This series provides answers to questions that every photographer has about marketing themselves and their work to ad agencies. Each part in the series is an interview with a different art buyer or art producer about how they find photographers and what works and what doesn’t when it comes to marketing and self-promotion. Their answers are completely candid and oftentimes surprising.
If you read the whole series you’ll find tons of useful nuggets plus some interesting differences in opinion on what many (myself included) may have assumed to have been clear cut issues. Read part one here.
Part two of this series is my conversation with Sandy Boss Febbo, a fourteen year ad industry veteran who works as an Executive Art Producer at Carmichael Lynch.
Seckler: Please take met through your general process for finding a photographer once you receive a layout for a potential job.

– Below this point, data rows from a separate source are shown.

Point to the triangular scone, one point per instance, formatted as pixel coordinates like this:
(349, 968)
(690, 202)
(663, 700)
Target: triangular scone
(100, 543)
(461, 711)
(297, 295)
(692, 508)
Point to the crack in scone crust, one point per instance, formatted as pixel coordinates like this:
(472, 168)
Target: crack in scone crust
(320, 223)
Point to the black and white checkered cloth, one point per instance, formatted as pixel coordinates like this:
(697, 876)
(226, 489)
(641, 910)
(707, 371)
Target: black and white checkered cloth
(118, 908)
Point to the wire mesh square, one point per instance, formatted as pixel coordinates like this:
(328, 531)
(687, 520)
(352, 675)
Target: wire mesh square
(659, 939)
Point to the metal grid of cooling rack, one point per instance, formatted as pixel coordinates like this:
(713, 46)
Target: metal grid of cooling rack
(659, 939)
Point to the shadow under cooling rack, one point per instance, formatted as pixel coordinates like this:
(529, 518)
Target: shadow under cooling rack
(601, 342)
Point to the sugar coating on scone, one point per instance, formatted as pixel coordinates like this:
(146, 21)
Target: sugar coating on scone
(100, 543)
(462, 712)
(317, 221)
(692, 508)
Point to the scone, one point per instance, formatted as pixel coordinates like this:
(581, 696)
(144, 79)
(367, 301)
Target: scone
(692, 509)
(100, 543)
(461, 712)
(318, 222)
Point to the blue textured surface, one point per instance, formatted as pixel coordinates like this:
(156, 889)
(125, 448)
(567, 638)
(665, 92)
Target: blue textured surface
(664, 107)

Boss Febbo: I don’t think there is necessarily a general process. You know, I’m constantly on the prowl for talent. It’s a daily thing of looking at stuff that comes in via e-mail and promos to searching out some favorite sites and blogs and keeping a pulse on what’s going on out there. The hopeful intent in making it a daily task is that when we’re working with our creatives as they’re developing concepts they’re already starting to put artists against it – which is ideal. There are definitely some jobs where we’re retrofitting a concept, where something will hit our desk and we need to figure out who would be best suited to execute the idea. I think it’s a better collaboration if you can get ahead of it and commission artists that will have more of an opportunity to do what they do to elevate a campaign. The hopeful goal is that the work that somebody’s shooting will inspire part of that campaign.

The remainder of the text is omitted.